As María passed the haunted entranceway of the Centro Gallego and came to a café called El Paraíso (the Paradise), she saw, as might be inevitable in a bolero of dejection—not “Beautiful María of My Soul” but some other like
“Te odio”
(“I Hate You”) by Félix Caignet—Ignacio sitting by a table beside a woman, and not just any woman, but the dancer Lola Sánchez. Ah yes, Lola, a light-skinned
mulatta
like María, her tar-baby black hair recently dyed platinum blond, her
tetas
half bursting out from the top of her dress, and whose skirt, slit up nearly to her hips, revealed thighs and legs that, in their musculature, María almost found herself admiring. And what else? Under the half-light of a Chinese lantern, Ignacio and this Lola Sánchez were locked in a fondling embrace, his mouth pressed against hers, his hand stuck deep inside her skirt. And in that instant, María, without knowing anything about Lola—other than that she sometimes gave interviews on the radio and headlined at the Sans Souci—suddenly despised her, and Ignacio as well. Who knows what possessed María, but when she marched over to their table, she couldn’t help but call out, “Hey you, shit!” And when Ignacio looked up at her, without recognizing María at first, her face was so distorted by anger,
he wondered why that very lovely but crazy-looking young woman,
esa encantadora loca,
had just kicked over their table, platters of
mariscos
and cocktails toppling onto the pavement. Then it came to him. “María, what are you doing?”

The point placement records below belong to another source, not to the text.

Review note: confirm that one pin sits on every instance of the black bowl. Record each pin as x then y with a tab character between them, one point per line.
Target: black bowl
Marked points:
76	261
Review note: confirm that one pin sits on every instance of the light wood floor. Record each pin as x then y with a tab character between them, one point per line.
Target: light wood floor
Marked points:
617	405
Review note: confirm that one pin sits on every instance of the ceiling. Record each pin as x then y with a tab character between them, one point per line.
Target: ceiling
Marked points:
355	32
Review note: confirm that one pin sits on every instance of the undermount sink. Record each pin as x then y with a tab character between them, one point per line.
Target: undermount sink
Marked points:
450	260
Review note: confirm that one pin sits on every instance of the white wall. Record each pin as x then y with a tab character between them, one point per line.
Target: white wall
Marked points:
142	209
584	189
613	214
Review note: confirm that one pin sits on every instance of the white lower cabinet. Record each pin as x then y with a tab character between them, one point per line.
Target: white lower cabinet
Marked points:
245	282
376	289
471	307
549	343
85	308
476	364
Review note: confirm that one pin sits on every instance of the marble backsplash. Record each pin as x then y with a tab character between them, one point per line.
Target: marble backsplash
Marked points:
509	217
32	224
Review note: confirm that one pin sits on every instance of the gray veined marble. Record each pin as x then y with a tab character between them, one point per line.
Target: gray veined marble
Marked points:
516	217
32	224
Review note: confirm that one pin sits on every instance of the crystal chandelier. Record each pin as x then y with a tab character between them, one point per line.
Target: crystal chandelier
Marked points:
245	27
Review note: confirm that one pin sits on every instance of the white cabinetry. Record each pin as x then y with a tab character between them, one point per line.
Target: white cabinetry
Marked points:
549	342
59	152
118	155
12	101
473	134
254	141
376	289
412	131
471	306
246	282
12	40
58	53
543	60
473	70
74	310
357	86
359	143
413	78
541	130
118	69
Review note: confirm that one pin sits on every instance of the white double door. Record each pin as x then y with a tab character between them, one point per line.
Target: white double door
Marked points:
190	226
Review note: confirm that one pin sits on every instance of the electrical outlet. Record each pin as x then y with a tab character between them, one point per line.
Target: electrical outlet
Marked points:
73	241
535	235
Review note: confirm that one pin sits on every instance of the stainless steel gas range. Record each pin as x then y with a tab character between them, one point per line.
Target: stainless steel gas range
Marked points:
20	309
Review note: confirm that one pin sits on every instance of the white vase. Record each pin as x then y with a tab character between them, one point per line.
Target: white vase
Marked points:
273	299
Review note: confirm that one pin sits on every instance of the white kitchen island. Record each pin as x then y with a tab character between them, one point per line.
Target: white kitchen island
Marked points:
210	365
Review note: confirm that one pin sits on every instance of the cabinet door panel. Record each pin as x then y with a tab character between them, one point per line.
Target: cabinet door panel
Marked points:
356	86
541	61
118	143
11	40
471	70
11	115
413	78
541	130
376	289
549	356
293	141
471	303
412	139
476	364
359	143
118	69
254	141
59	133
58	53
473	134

With that Ignacio stood up and took hold of her by the wrists and tried to calm her down, but she just wouldn’t, María breaking from his grip, María cursing him with the kind of language her dead mother, in all her piety, would have found shocking. Which is to say, that beautiful María, sweet
guajira
from the sticks, dancer and head turner extraordinaire, had become angry at the sight of them in a way that even surprised herself.